All of that has catapulted Garfield’s status within the growing community. But, these days, the creator has little to do with the world he seeded, only occasionally contacting the game’s publisher. If Magic is Garfield’s child, he is watching it walk boldly in to the future for itself.
“I think that’s a good analogy,” he says. “Very early, it became clear that Magic would benefit from having many, many points of view, not one. My love of games was not love of a particular game that I designed, but a love of games overall. So, I didn’t want to be eaten by this creation, and I also thought it was best for the creation if it found many voices, rather than just one.”
Where roguelike games – turn-based titles involving some degree of quest or challenge – were already gaining popularity, their fusion with card deck-building imperatives, digital gaming possibilities and distribution through channels like Steam has seen the emergence of a new super-genre – the digital roguelike deck-builder.
Slay The Spire and Faeria have been some of its leading exponents. The former, published by Mega Crit, has sold 1.5 million copies and is, Garfield says, “almost a perfectly designed game”. Faeria, developed by Abrakam, also caught his imagination: “I played it compulsively. It was one of those rare rare computer games that I had to stop playing because it was taking too much of my time.”
But self-effacing Garfield is a proponent of standing on the shoulders of giants, of innovating to take gaming in exciting new directions. In fact, there is no perfect game – only the new world that each new title opens up in front of it.
“The landscape is in a phase of rapid innovation,” he says. “When you play something like Slay The Spire, you become overwhelmed with the possibilities this genre has to offer. You feel a game like this is not the endpoint but instead you feel like the developer has planted a flag and there’s all this land in front left to explore.”
Faeria and the future
is the explorer aiming to discover that new land. Twenty years ago, Vilain of Liège, Belgium, was, like Richard Garfield, a teenage mathematics student at college – and on the cusp of becoming one of the first professional players of Magic: The Gathering, his obsession.

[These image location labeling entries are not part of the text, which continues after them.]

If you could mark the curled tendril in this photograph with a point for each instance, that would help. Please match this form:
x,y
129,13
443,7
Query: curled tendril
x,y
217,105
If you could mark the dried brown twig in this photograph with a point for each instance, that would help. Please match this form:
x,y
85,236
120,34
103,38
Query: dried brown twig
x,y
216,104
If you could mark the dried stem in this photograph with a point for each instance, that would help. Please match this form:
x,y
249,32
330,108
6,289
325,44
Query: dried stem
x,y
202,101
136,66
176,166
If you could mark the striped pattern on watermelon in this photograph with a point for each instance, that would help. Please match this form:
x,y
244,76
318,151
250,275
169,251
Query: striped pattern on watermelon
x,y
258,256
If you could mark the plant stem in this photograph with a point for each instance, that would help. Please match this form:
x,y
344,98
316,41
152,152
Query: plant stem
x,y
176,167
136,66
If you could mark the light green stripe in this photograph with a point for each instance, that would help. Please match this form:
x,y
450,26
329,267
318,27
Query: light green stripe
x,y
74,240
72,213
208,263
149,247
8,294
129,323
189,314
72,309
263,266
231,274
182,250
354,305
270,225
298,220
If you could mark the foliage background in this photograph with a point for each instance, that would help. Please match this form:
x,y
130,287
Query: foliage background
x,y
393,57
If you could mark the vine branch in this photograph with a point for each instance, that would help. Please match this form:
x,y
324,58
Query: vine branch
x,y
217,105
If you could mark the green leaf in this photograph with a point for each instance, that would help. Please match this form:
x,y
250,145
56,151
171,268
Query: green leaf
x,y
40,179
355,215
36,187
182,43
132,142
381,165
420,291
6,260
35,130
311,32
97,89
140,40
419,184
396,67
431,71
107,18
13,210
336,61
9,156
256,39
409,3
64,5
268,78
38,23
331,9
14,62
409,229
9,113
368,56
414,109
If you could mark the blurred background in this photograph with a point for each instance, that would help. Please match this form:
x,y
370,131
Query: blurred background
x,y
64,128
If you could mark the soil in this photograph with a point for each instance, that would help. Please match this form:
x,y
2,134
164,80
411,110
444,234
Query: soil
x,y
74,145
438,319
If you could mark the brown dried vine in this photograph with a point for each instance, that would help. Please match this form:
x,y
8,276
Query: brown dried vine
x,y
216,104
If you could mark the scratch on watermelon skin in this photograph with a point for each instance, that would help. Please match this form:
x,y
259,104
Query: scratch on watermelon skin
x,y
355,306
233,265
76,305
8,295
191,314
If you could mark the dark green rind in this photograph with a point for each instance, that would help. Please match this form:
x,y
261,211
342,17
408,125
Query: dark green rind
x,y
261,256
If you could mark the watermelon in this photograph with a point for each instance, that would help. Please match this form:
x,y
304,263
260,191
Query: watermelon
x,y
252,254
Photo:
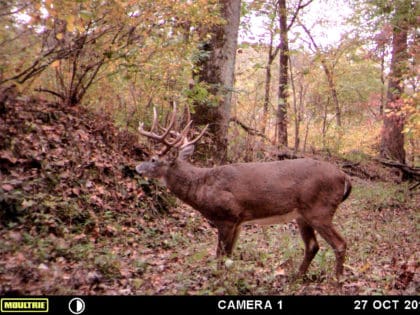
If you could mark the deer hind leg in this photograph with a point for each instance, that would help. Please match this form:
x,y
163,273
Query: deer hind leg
x,y
336,241
227,235
311,245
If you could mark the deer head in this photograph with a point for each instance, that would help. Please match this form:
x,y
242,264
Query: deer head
x,y
160,161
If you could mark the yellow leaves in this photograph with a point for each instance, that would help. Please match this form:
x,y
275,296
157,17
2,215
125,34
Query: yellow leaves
x,y
55,64
70,23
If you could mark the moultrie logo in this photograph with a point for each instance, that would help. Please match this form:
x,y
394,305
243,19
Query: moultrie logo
x,y
24,305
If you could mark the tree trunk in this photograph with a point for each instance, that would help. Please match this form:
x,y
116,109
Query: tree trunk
x,y
217,70
283,77
392,141
267,87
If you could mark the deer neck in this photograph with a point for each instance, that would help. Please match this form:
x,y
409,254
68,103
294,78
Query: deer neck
x,y
183,180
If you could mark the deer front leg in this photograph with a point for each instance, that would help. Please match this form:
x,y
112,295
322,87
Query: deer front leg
x,y
227,235
311,245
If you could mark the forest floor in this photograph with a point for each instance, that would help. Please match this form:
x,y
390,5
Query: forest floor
x,y
75,219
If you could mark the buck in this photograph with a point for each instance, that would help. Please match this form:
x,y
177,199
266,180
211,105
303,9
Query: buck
x,y
233,195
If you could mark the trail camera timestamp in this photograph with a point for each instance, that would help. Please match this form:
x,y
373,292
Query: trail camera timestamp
x,y
391,304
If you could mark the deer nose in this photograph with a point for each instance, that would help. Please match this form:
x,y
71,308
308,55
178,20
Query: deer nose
x,y
139,170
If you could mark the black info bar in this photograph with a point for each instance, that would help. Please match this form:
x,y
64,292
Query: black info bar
x,y
90,305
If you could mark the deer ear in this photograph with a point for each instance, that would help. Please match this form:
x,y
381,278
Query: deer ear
x,y
186,152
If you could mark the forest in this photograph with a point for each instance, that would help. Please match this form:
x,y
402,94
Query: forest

Such a career was not to transpire, but Vilain’s path mirrored Garfield’s in another way. Together with friend Martin Pierlot, the pair harboured a passion to create a classic game with endless replayability. Their side project, commenced in 2005, was to build a deeply strategic game inspired by Magic. Going all-in seven years later, the pair raised $94,008 through Kickstarter to form Abrakam and create Faeria, the “living” board game that has gone on to garner hundreds of thousands of players through Steam, Garfield amongst them.
“Faeria had paper games sensibilities and it offered something really new,” says Magic’s creator. “It didn’t feel like it was just a little tweak on the basic formula and then a game built around that but, rather, something where they had some new things to say.”
That is why Vilain’s next project could be the most awaited next chapter in the CCG story for years. For its next trick, the Abrakam studio – located nextdoor to the leafy University Of Liège campus where Vilain studied, alongside the River Meuse that flows for 200 kilometers to the North Sea – aims to improve on Slay The Spire, its many imitators and Abrakam’s own Faeria, all at the same time.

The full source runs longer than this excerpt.